Snow Globe of Sadness


George Michael is smiling, but his smile is one frozen–trapped–inside this snow globe of sadness.

He sings of an eternal “last Christmas”, never clearly defined. Such is the way in which the song is dragged along by the arrow of time and comes to be about every Christmas.

This Christmas exists only as suggestion; a promise that the woes of the last will not be repeated.

This year, George sings, to save him from tears, he’ll give his heart to someone special.

And yet, as the world spins and another winter’s snowfall begins; the lights blaze up all gold and crimson; the speakers crackle tinnily and, again, his voice–cheerful despite the sadness–again he laments, again:

Last Christmas: I gave you my heart.
The very next day: you gave it away.
This year: to save me from tears.
I’ll give it it to someone special.

It would not be so bad perhaps, if we could believe him. Yet clearly he mourns for the love that was lost–the love of last Christmas. His determination to “give his heart to someone special”, rings hollow–the forgotten dream of a promise yet fulfilled.

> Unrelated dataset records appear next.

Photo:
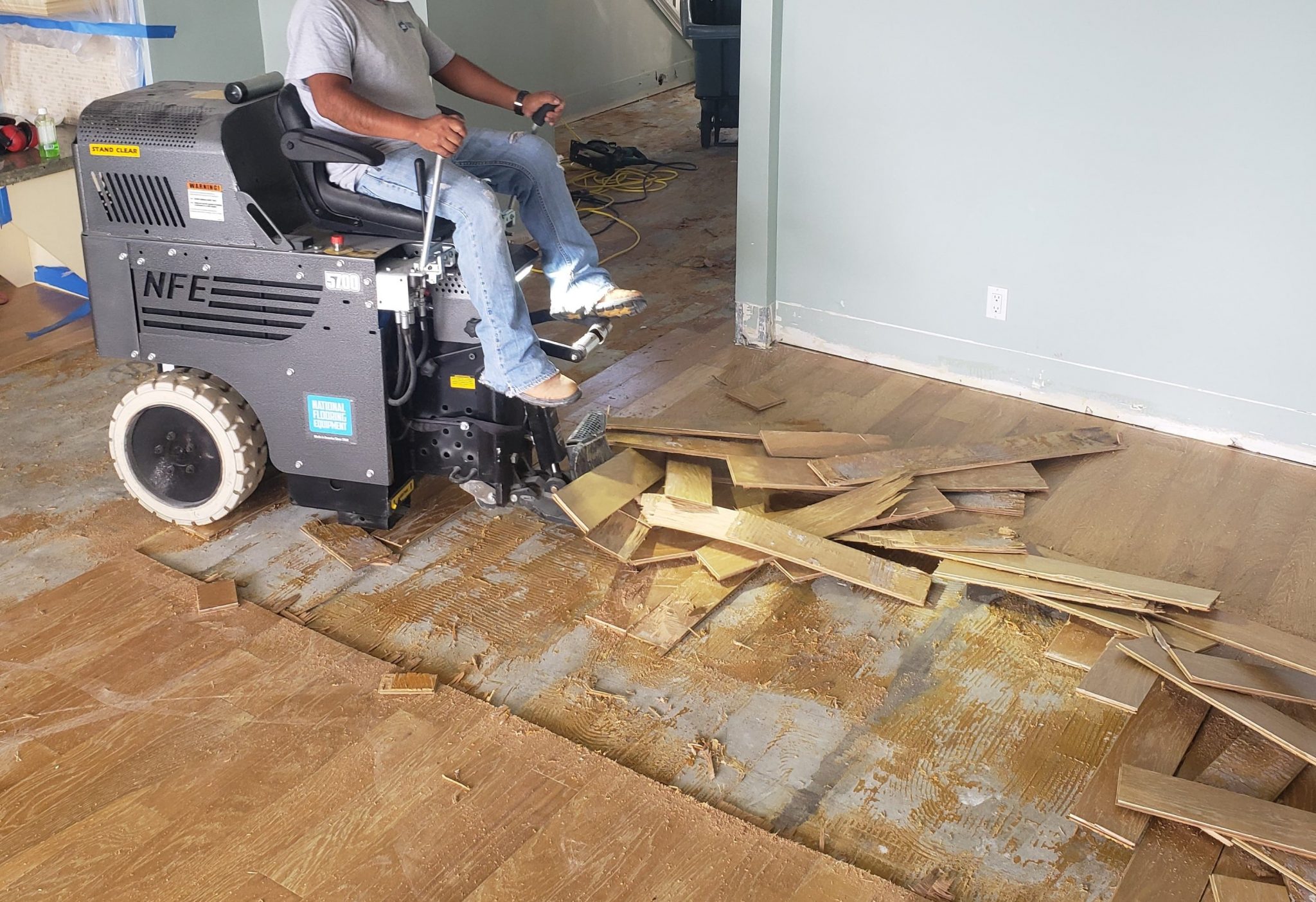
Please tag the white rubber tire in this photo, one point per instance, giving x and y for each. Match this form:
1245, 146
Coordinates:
224, 414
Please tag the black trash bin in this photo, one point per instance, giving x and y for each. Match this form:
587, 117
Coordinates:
714, 30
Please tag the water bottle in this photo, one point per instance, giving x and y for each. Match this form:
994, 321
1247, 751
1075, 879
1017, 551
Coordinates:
48, 143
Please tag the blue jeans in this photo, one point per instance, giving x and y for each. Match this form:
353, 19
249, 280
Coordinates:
526, 168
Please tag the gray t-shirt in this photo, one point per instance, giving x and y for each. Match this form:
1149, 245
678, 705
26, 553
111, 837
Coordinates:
385, 48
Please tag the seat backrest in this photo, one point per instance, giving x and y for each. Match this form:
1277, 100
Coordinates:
332, 207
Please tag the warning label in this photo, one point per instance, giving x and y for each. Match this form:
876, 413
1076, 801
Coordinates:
206, 202
115, 150
330, 418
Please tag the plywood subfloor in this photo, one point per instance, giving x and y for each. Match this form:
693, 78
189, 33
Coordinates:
900, 739
152, 752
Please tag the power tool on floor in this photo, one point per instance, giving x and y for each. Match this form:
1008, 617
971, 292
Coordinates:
291, 323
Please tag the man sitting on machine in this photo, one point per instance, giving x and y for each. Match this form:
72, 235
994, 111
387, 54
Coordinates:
364, 68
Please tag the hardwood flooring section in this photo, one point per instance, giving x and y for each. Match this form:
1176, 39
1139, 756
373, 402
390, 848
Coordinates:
244, 757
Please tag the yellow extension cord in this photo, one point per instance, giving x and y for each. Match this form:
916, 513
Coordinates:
624, 181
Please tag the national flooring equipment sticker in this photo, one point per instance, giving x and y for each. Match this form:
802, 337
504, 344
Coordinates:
330, 418
206, 202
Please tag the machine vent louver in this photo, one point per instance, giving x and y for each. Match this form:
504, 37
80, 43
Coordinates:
148, 125
244, 309
139, 199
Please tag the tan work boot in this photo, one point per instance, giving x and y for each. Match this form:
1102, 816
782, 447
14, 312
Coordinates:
556, 392
612, 305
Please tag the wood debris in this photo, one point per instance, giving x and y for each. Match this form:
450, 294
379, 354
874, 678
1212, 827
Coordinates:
349, 545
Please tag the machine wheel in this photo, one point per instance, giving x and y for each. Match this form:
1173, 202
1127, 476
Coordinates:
187, 447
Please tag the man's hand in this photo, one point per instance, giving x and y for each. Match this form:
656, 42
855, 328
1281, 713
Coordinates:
443, 134
541, 98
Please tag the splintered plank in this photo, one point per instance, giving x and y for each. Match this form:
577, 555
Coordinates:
1278, 727
1117, 680
690, 481
1218, 810
999, 503
1248, 678
797, 573
983, 540
349, 545
921, 501
408, 684
826, 518
1006, 477
954, 570
756, 397
779, 443
1232, 889
677, 615
218, 595
434, 502
1126, 623
1155, 739
665, 428
662, 545
762, 535
1173, 861
1097, 579
620, 535
718, 449
855, 469
1078, 645
1249, 636
777, 473
607, 489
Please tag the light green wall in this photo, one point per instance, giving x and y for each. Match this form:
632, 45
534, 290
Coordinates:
216, 41
1139, 176
598, 54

George is carrying presents. Creeping through the snow like some bronzed, idealised Father Christmas. The gifts are wrapped with ribbon and topped with bows, but they are mere props to enhance the illusion.

The truth is: those presents are empty.

Or, if they contain anything at all, perhaps it’s explosives with which he will seek to shatter the glass of the snow globe at last, to escape from this self-imposed purgatory, this seasonal time-loop of Christmas Cheer.


George will not explode the presents: he cannot. Because he is only an image.

And just like the static figures in a snow globe he will remain on the shelf, gathering dust, until another year passes and, again, it is taken out and shaken up (again) to remind us, forever to remind us, of “Last Christmas”.